Intel is warning of a rare critical-severity vulnerability affecting several of its motherboards, server systems and compute modules. The flaw could allow an unauthenticated, remote attacker to achieve escalated privileges.
The recently patched flaw (CVE-2020-8708) ranks 9.6 out of 10 on the CVSS scale, making it critical. Dmytro Oleksiuk, who discovered the flaw, told Threatpost that it exists in the firmware of Emulex Pilot 3. This baseboard-management controller is a service processor that monitors the physical state of a computer, network server or other hardware devices via specialized sensors.
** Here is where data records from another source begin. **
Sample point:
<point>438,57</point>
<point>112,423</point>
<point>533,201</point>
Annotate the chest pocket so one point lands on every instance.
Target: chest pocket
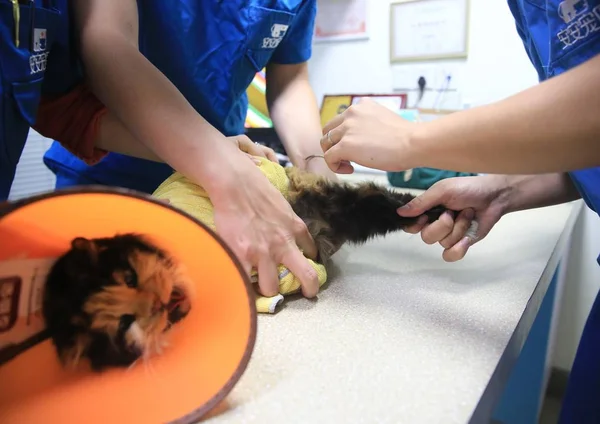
<point>574,31</point>
<point>267,28</point>
<point>22,70</point>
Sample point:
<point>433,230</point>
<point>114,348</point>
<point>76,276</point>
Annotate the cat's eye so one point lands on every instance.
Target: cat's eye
<point>130,278</point>
<point>125,322</point>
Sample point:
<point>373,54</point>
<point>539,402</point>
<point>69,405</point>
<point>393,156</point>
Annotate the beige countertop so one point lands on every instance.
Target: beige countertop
<point>399,336</point>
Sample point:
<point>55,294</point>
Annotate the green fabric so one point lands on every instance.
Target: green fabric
<point>422,178</point>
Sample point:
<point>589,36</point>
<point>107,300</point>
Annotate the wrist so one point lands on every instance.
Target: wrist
<point>413,145</point>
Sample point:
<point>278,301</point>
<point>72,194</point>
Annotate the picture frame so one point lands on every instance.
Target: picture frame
<point>424,30</point>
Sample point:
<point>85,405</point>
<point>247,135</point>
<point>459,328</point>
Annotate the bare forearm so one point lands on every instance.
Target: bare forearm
<point>552,127</point>
<point>294,111</point>
<point>114,137</point>
<point>147,104</point>
<point>535,191</point>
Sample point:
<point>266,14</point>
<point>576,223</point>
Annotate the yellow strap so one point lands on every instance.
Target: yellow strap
<point>17,18</point>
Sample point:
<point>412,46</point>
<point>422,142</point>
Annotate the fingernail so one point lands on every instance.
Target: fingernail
<point>466,241</point>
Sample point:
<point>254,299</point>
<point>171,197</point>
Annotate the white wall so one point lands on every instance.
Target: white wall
<point>360,67</point>
<point>497,67</point>
<point>363,67</point>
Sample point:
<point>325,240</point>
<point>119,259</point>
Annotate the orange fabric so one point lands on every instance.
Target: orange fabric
<point>73,120</point>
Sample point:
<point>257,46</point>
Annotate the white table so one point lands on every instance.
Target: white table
<point>400,336</point>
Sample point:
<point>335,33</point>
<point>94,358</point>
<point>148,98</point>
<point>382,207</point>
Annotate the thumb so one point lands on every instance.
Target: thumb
<point>422,203</point>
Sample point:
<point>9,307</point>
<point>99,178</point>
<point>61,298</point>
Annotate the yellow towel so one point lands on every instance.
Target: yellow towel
<point>193,199</point>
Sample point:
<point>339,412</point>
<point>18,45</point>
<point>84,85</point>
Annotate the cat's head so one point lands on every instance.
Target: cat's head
<point>123,293</point>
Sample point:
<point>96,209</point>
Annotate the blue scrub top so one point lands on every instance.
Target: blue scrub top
<point>211,51</point>
<point>559,35</point>
<point>42,62</point>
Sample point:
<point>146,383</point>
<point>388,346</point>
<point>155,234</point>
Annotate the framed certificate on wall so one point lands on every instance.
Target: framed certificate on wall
<point>423,30</point>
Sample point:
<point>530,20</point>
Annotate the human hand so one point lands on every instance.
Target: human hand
<point>482,200</point>
<point>368,134</point>
<point>259,225</point>
<point>253,149</point>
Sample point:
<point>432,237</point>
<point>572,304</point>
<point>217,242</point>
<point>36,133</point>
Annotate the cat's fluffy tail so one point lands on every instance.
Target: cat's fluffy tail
<point>336,213</point>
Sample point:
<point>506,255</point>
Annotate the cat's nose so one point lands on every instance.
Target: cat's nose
<point>157,306</point>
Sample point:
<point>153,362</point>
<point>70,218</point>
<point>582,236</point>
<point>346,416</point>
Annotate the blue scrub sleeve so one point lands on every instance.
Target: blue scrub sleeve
<point>296,46</point>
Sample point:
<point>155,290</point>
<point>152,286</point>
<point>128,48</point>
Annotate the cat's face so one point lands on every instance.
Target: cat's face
<point>132,293</point>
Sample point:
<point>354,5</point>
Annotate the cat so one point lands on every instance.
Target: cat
<point>337,213</point>
<point>112,299</point>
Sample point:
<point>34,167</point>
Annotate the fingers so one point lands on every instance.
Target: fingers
<point>438,230</point>
<point>335,160</point>
<point>304,240</point>
<point>301,268</point>
<point>434,196</point>
<point>330,139</point>
<point>254,149</point>
<point>460,228</point>
<point>421,224</point>
<point>334,122</point>
<point>458,251</point>
<point>270,154</point>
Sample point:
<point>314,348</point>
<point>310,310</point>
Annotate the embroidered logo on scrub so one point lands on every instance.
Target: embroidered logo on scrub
<point>581,21</point>
<point>39,58</point>
<point>277,33</point>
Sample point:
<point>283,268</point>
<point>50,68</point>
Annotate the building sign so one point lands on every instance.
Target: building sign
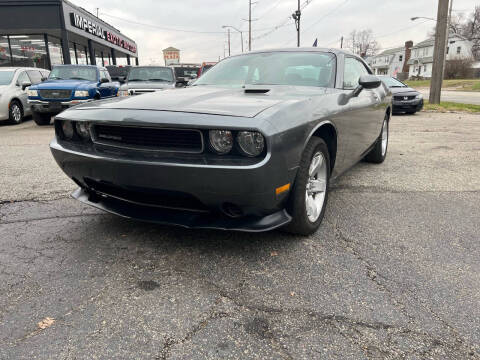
<point>171,56</point>
<point>95,29</point>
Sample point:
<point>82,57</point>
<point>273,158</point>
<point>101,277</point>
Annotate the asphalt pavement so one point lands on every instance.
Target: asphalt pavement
<point>463,97</point>
<point>393,272</point>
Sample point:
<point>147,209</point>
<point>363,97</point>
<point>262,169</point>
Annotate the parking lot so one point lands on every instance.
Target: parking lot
<point>393,272</point>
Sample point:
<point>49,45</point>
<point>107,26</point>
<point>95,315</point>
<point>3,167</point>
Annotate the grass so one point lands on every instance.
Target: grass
<point>455,84</point>
<point>445,106</point>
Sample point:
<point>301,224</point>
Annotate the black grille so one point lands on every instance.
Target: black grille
<point>403,98</point>
<point>150,139</point>
<point>152,197</point>
<point>55,94</point>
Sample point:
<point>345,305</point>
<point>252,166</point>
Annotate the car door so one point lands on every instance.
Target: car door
<point>365,112</point>
<point>21,93</point>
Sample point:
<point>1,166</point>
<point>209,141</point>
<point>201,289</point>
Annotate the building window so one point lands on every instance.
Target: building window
<point>55,50</point>
<point>28,50</point>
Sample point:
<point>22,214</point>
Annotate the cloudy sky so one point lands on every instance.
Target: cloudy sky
<point>195,26</point>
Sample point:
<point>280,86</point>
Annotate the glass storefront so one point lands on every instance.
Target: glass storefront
<point>28,50</point>
<point>55,49</point>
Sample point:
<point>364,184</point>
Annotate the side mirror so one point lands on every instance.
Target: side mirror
<point>365,82</point>
<point>26,84</point>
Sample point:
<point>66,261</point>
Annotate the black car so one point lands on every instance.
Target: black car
<point>252,145</point>
<point>405,99</point>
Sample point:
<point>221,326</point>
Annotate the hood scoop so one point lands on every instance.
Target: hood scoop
<point>256,91</point>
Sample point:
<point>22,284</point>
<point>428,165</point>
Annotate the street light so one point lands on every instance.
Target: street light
<point>234,28</point>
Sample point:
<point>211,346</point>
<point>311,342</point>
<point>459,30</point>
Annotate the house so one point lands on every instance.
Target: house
<point>392,61</point>
<point>421,61</point>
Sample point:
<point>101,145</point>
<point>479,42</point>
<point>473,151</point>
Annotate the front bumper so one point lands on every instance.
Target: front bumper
<point>407,106</point>
<point>200,193</point>
<point>54,107</point>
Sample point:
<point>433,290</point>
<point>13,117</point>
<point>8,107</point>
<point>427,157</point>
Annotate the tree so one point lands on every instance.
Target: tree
<point>362,43</point>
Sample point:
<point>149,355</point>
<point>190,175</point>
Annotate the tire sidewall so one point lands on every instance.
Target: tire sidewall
<point>297,207</point>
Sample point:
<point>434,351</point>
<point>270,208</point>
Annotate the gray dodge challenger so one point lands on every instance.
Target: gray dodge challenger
<point>252,145</point>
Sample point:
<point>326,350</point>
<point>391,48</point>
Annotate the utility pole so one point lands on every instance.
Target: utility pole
<point>228,31</point>
<point>439,52</point>
<point>296,16</point>
<point>249,25</point>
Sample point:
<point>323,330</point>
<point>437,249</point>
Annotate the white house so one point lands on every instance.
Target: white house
<point>421,60</point>
<point>391,62</point>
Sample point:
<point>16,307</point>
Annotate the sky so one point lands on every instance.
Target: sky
<point>195,27</point>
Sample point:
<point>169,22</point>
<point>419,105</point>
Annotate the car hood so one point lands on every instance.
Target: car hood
<point>63,84</point>
<point>146,85</point>
<point>397,91</point>
<point>200,99</point>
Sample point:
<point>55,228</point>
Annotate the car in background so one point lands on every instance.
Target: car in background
<point>146,79</point>
<point>205,67</point>
<point>67,86</point>
<point>251,145</point>
<point>405,99</point>
<point>118,72</point>
<point>13,95</point>
<point>186,72</point>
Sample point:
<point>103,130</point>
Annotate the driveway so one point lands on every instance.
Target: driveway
<point>393,272</point>
<point>464,97</point>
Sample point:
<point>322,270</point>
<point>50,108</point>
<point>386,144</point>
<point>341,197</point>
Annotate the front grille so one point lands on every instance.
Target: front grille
<point>55,94</point>
<point>152,197</point>
<point>149,139</point>
<point>404,98</point>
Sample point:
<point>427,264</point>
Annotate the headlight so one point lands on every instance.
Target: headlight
<point>251,143</point>
<point>221,141</point>
<point>81,93</point>
<point>83,129</point>
<point>67,129</point>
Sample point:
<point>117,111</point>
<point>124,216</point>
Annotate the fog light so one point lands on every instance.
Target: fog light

[...] The critical flaw stems from improper-authentication mechanisms in these Intel products before version 1.59.
In bypassing authentication, an attacker would be able to access to the KVM console of the server. The KVM console can access the system consoles of network devices to monitor and control their functionality. The KVM console is like a remote desktop implemented in the baseboard management controller - it provides an access point to the display, keyboard and mouse of the remote server, Oleksiuk told Threatpost.
The flaw is dangerous as it's remotely exploitable, and attackers don't need to be authenticated to exploit it - though they need to be located in the same network segment as the vulnerable server, Oleksiuk told Threatpost.
"The exploit is quite simple and very reliable because it's a design flaw," Oleksiuk told Threatpost.